You're generalizing to make your argument - you posted in that thread as well (His forum name is DJeazie). How do to KNOW that it isn't the same problem? We don't - you think you do but you don't; you're correct it could be installation error or he could've just had a really weak set of factory UCA's, or a bunch of other variables.
The point here is that there have been a number reports of Bilsteins popping upper ball joints on this forum and others. I don't think that they're all completing installation wrong. Zone's engineer whom I spoke with told me any lift (without drop - such as a level) in excess of 1" will eventually cause failure in the ball joint. Did you do the extensive testing that they did and not tell anyone? Numbers don't lie. As I said earlier, I suspect there will be several people that have argued over this on the forum asking about UCA's or quietly purchasing them down the road. I have no dog in this fight, I install all of my own stuff and have my Bilstein's set to 0.7" atop 4" of suspension lift (which drops components 6") - this issue doesn't even affect me. I am just annoyed at people jeopardizing the safety of others on the road because they apparently can afford a $30-$50k truck but whine about $420.
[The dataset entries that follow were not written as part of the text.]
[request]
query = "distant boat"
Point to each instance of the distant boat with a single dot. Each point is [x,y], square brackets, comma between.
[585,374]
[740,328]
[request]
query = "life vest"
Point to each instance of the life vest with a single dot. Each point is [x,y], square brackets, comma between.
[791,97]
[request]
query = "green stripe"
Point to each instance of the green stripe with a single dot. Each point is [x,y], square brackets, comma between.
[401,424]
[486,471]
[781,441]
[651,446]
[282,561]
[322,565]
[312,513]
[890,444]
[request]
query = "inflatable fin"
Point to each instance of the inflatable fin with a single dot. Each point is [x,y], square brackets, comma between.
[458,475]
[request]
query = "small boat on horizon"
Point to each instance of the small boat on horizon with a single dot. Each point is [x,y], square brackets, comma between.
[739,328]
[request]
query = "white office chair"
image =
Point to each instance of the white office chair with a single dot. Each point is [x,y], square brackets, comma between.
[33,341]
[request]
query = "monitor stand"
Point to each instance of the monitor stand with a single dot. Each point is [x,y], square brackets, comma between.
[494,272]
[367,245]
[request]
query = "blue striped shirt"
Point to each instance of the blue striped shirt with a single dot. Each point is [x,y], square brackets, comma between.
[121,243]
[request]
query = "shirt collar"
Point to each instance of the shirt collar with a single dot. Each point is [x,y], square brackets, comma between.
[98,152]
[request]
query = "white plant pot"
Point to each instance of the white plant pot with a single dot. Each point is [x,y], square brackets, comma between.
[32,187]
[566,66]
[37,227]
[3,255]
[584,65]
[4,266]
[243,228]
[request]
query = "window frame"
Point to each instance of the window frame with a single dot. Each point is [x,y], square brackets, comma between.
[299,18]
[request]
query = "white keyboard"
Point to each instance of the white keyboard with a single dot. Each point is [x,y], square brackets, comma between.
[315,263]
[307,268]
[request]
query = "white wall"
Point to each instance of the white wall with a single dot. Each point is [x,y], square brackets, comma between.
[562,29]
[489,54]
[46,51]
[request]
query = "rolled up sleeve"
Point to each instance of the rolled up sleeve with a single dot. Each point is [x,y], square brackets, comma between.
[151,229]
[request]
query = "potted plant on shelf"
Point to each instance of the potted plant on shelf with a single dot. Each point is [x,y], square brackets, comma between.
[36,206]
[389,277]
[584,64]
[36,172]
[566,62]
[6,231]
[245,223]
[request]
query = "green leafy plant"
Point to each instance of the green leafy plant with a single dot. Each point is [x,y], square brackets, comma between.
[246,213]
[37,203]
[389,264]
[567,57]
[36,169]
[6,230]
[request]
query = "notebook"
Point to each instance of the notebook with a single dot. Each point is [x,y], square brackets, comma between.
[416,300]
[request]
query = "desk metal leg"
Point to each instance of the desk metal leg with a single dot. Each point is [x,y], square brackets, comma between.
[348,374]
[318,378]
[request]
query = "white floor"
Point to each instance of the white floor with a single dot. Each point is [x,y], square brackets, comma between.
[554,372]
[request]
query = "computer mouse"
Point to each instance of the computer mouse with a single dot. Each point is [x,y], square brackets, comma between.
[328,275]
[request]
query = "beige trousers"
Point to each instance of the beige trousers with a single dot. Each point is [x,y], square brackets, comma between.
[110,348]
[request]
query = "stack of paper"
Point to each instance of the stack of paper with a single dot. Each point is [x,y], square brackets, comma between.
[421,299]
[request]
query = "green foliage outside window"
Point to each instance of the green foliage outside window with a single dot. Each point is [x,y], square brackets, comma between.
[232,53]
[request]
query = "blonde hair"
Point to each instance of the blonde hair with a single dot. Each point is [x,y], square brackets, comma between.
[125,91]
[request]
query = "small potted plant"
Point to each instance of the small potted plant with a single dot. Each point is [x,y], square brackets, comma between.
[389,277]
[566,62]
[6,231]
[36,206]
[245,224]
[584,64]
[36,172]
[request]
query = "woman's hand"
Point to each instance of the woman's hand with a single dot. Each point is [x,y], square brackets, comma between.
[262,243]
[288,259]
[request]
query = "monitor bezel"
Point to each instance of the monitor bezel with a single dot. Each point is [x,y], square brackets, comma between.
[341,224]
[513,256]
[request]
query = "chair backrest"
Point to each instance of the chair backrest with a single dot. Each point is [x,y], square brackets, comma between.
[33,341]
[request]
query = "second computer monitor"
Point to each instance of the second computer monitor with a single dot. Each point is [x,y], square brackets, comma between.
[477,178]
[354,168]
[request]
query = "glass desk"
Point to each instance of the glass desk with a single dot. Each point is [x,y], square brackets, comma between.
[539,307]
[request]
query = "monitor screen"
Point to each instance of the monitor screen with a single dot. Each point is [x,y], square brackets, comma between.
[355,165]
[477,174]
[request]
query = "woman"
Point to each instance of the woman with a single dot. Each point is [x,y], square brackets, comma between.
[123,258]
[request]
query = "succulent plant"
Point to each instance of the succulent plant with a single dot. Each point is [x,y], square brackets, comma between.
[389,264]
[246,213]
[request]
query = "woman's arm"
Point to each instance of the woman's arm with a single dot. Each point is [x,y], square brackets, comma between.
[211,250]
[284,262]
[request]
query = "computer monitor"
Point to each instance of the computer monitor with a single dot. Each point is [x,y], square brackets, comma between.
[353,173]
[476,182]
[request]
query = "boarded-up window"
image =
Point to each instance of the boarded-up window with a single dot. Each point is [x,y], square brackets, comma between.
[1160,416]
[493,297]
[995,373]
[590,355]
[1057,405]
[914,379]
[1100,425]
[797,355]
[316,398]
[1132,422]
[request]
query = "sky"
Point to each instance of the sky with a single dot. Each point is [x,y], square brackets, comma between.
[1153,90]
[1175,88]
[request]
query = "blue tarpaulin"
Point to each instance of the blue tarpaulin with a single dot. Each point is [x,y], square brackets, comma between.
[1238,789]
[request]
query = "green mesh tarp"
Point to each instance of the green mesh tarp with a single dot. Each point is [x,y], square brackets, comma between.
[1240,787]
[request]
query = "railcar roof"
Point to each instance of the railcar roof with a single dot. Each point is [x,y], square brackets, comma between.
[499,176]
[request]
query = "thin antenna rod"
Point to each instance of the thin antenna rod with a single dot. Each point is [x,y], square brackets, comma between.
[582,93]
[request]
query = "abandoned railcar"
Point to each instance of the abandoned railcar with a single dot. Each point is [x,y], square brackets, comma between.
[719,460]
With the Bilsteins you are eliminating excessive down travel which certainly can damage the upper ball joint. But you are still lifting the front of the truck, even if it is in a more effective way; thus resulting in the upper control arm moving lower than it's original position and the ball joint shank moving to an extreme angle. Most guys were popping ball joints driving on normal roads, what do you think is going to happen when you head off-road and your suspension bottoms out on down travel? Yes a better scenario than with spacer blocks, I'm not arguing that - but you're probably going to make contact between the ball joint shank and housing, thus popping the ball joint.
Lastly, in regards to jacking the strut into place with the ball joint attached. I agree that it could cause damage but the ball joint shank would be pushed toward the center of the truck rather than toward the outside, which would cause the back side to pop - not the same thing. Please feel free to correct me if I'm wrong or not understanding your statement properly.